In Massachusetts, bake sales and all other education related events that sell gooey goods will be a thing of the past come August 1.
The Massachusetts Department of Public Health is banning any fundraiser that might compete with a healthy school lunch. Instead of PTA apple pie, students will have to eat a regular apple. And booster club banana bread will be replaced by an ordinary peel-it-and-eat-it banana.
Initially, the ban will be in place immediately after, before and during school hours. But State officials would like to see the prohibition pushed to include all school functions—including community events, door-to-door sales and sporting events.
Lawmakers and advocates of the plan believe the ban will cut down on obesity.
“It’s the solution,” said Boston radio personality Jim Braude.
Not everyone thinks it is the solution. Some believe it is downright senseless. Parents and teachers alike argue that the fundraisers make money, and that’s what it’s all about.

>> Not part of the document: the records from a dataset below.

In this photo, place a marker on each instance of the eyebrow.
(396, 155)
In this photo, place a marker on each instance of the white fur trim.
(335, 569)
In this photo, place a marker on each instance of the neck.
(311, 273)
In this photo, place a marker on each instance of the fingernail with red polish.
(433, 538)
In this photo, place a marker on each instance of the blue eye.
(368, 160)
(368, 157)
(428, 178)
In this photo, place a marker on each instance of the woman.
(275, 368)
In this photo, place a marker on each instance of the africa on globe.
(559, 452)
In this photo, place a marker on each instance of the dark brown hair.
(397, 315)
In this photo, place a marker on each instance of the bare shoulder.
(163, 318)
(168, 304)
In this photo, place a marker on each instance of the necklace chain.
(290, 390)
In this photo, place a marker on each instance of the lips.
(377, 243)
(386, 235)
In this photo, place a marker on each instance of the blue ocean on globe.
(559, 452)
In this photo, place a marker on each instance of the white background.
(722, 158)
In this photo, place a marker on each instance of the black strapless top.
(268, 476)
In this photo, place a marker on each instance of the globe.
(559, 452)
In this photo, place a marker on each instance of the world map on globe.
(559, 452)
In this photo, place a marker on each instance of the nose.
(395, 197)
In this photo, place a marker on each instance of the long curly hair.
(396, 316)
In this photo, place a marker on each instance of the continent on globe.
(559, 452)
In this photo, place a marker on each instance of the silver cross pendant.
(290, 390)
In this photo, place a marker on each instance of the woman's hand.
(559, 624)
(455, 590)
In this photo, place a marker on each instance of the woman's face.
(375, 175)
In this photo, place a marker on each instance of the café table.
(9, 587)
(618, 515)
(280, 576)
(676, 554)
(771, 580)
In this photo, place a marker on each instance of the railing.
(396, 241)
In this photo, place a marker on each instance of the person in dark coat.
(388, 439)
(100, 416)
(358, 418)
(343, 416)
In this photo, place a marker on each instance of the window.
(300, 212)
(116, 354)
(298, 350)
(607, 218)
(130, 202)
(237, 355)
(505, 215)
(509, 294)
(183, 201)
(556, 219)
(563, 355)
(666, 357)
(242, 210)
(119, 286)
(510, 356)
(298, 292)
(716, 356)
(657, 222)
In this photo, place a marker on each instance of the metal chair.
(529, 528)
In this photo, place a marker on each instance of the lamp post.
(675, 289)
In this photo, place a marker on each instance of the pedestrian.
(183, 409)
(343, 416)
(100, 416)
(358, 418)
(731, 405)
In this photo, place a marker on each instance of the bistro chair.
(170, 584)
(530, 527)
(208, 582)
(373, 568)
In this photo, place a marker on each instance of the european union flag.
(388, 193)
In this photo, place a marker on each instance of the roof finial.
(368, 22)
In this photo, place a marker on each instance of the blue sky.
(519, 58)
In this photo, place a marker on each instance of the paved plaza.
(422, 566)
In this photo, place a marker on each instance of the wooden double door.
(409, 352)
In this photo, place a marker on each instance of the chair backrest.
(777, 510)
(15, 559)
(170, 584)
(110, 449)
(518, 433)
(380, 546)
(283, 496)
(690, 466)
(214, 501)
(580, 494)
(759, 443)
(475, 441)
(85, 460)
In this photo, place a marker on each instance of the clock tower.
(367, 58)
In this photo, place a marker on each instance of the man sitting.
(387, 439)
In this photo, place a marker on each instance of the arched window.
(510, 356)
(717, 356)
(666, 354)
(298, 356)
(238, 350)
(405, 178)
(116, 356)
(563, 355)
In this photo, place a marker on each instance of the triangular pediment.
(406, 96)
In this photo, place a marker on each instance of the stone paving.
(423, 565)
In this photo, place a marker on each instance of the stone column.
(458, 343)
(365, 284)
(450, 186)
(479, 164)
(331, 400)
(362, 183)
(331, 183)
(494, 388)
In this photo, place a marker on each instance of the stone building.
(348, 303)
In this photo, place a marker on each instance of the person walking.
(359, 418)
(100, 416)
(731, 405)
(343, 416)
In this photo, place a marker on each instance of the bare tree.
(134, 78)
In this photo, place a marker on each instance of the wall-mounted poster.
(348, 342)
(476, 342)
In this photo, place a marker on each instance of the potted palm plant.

“The goal is to raise money,” said parent Maura Dawley. “You’re going to be able to sell pizza. You’re not going to get that selling apples and bananas. It’s silly.”
Middleboro School Committeeman Brian Giovanoni weighed in on the obesity epidemic and the State’s proposal: “My concern is we’re regulating what people can eat, and I have a problem with that. I respect the state for what they’re trying to do, but I think they’ve gone off the deep end. I don’t want someone telling me how to do my job as a parent. … Is the commonwealth of Massachusetts saying our parents are bad parents?”